Sakattır, kokuşmuştur, itibarı yoktur ama medyadır. Eskiden
gazeteciler yoksuldu, çalışma koşulları kötüydü. İtibar var mıydı?
O şartlarda ne kadar olursa o kadar. Asıl soru şu: Makineler büyüdü
de saygınlık niye büyümedi. Daha beter oldu, eridi. Güvenilirlikle
ilgili kamuoyu yoklamalarında Türk medyası diptedir. Bu kadar
paramız pulumuz varken itibar kazanamadığımız için biz kötü
gazetecileriz. AKP döneminde toplumumuza ihanet ettiğimizi de
kanıtladık. Günahkar bir mesleğin mensuplarıyız. Bugün bu vebali
ödüyoruz. Bir gün bir patron elinde kelepçe götürülüyor. Bir gün
bir yazar haksız yere içeride. Biz yıllardır Türkiye'nin başına
çorap örüldüğünü toplumdan gizledik. 'İyi gidiyor' dedik. Evlere
nohutlar, mercimekler gitti, yoksullar onlara oy verdi ve medya
bunu sorun yapmadı. Kara başlıklarla çıkmadı. Gelişmiş bir ülkede
olabilir mi bu? Kötülük asla zincire vurulmaz gelip ısırır insanı.

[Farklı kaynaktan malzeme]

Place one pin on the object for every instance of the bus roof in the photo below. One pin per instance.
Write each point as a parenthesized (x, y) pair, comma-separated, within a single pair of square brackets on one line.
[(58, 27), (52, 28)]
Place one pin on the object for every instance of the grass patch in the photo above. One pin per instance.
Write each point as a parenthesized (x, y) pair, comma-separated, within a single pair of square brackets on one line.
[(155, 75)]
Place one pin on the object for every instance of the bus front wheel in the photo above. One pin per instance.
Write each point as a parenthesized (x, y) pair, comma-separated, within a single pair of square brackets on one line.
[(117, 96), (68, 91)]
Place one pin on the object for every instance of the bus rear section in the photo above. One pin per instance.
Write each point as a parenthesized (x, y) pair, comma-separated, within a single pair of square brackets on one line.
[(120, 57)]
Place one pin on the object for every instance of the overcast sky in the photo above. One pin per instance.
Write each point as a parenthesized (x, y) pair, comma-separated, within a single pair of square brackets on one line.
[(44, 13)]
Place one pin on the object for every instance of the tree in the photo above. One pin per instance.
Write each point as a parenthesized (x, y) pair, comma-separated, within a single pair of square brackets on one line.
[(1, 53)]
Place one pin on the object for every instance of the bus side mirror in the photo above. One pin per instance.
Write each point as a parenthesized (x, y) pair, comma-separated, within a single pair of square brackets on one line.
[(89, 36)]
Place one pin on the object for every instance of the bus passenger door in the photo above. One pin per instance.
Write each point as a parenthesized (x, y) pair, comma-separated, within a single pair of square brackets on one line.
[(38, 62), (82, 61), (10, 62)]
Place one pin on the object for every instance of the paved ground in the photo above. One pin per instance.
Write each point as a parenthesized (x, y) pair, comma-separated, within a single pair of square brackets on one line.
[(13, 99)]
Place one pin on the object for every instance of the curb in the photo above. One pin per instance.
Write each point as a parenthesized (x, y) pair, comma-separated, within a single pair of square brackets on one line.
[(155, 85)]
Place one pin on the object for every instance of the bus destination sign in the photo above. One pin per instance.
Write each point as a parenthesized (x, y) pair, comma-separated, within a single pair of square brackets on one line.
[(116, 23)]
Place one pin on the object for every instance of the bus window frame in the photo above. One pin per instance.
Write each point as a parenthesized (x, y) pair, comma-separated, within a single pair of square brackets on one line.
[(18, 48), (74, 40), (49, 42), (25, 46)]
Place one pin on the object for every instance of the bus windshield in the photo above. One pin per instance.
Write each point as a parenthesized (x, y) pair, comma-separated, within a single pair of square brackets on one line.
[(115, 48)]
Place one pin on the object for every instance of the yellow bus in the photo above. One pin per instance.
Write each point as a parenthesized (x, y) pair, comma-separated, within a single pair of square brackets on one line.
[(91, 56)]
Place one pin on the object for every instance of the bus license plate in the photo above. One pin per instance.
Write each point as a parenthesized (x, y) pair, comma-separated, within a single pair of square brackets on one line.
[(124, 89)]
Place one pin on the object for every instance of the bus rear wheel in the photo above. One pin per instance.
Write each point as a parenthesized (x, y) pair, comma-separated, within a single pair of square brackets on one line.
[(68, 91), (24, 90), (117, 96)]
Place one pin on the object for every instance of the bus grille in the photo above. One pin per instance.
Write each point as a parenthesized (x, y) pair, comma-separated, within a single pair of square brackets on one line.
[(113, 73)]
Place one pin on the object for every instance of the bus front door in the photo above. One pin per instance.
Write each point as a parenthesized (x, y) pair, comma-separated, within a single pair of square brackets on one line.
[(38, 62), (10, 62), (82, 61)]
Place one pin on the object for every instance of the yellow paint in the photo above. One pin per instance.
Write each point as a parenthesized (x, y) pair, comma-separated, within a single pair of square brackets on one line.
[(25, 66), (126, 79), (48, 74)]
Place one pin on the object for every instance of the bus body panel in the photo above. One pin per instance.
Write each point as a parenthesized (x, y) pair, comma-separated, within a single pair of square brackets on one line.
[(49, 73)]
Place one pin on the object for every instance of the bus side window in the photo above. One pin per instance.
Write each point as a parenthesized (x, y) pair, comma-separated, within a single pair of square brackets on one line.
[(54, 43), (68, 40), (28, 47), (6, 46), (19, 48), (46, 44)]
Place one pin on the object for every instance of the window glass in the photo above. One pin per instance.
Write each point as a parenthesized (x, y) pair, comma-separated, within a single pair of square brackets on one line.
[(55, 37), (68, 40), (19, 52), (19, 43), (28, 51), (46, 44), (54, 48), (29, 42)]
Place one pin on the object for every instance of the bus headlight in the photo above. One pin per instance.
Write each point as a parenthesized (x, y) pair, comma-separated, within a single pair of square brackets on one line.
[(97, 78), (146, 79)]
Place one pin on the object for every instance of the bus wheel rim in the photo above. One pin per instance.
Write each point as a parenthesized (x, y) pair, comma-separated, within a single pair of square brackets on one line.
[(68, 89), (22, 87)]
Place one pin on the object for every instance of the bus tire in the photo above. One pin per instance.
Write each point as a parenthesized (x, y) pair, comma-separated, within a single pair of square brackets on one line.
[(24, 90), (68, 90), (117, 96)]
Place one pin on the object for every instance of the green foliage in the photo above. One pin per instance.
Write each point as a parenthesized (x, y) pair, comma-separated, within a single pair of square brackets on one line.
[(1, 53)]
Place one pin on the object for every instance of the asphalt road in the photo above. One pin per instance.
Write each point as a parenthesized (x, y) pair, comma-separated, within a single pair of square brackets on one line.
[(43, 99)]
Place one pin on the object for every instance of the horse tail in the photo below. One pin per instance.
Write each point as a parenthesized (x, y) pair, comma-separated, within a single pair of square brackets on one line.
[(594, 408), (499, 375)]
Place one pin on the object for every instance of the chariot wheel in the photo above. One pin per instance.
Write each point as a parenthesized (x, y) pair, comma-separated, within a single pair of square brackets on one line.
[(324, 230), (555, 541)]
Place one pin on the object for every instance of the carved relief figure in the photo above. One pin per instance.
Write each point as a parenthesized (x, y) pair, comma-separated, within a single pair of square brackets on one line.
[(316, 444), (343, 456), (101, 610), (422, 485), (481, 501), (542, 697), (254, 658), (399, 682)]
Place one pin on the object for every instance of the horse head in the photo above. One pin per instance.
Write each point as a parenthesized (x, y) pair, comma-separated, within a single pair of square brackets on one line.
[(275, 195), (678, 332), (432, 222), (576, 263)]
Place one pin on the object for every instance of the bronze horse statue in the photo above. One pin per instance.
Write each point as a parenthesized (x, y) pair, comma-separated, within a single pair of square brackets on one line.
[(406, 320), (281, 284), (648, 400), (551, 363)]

Bir şekilde üzerine sıçrar. Medyada olan da budur.
BİR NUMARA BEN DEĞİLİM
Listenin bir numarasında kim vardı?
Ben değilim onu biliyorum. Çok sevdiğim bir yazar. Türkiye'nin en
namuslu, en düzgün yazarlarından biri. Tahmin ediyorum ki, başını
sokacak bir evi vardır. O bir numara.
Aydın Doğan'la bunu konuştunuz mu?
Hayır konuşmadım. Listede 10'a yakın isim vardı.
O listenin verilmesinden sonra gönderilenler oldu
mu?
Hayır olmadı. Bence zaten bizi kovmalarına izin vermemeliyiz. En
azından ben öyle yaparım.
Kovulacağım zamanı hissedip kendim giderim. Ama buradan kovulduğum
anlamı falan çıkmasın. Patronun günahı yok. Öyle bir liste
geldiğinde kim bilir ne kadar canı yanmıştır.
AKP'Lİ BAKAN 'VALLAHİ SEVİYORUM' DEMİŞ
Sizi severek okuyan AKP'li bakan, vekil var mıdır
acaba?
Bana yalan söylemediyse bir tane gördüm.
Okuyorum dedi yemin et dedim, etti gerçekten. İsim vermeyeceğim ama
eskiden bakandı.
Yüzündeki ifadeden okuduğunu anladım.